I am trying to fit my data to a negative binomial model. My data is simply an array of numbers
all_hits = [0, 4000, 200, ...]
If I plot the data as a histogram and plot the negative binomial function with some parameters chosen by eye, I get the following:
import matplotlib.pyplot as plt
import scipy.stats as ss
import scipy.optimize as so
import numpy as np
plt.plot(range(0,30000), ss.nbinom.pmf(range(0,30000), n=3, p=1.0/300, loc=0), 'g-')
bins = plt.hist(all_hits, 100, normed=True, alpha=0.8)
However, when I try to use scipy.optimize.fmin
to estimate n, p, and loc, I get a negative log likelihood of infinity
# function from http://stackoverflow.com/questions/23816522/fitting-negative-binomial-in-python
def likelihood_f((n,p,loc), x, neg=-1):
n=np.round(n) #by definition, it should be an integer
loc=np.round(loc)
return neg*(np.log(ss.nbinom.pmf(x, n, p, loc))).sum()
xopt, fopt, iterations, funcalls, warn = so.fmin(likelihood_f, (3,1.0/300, 0), args=(all_hits,-1), full_output=True, disp=False)
print 'optimal solution: r=%f, p=%f, loc=%f' % tuple(xopt)
print 'log likelihood = %f' % (fopt)
print 'ran %d iterations with %d function calls' % (iterations, funcalls)

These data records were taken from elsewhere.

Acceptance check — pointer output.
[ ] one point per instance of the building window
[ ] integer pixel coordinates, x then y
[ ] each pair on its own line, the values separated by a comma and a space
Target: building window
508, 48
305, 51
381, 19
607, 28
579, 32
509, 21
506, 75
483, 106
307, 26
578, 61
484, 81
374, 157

print 'warning code %d' % (warn)
optimal solution: r=3.000000, p=0.003333, loc=0.000000
log likelihood = inf
ran 121 iterations with 604 function calls
warning code 1
Is there another method for estimating the parameters of a negative binomial distribution? Is there something wrong with my likelihood function or my initial guess that would make the estimate never get better than the guess?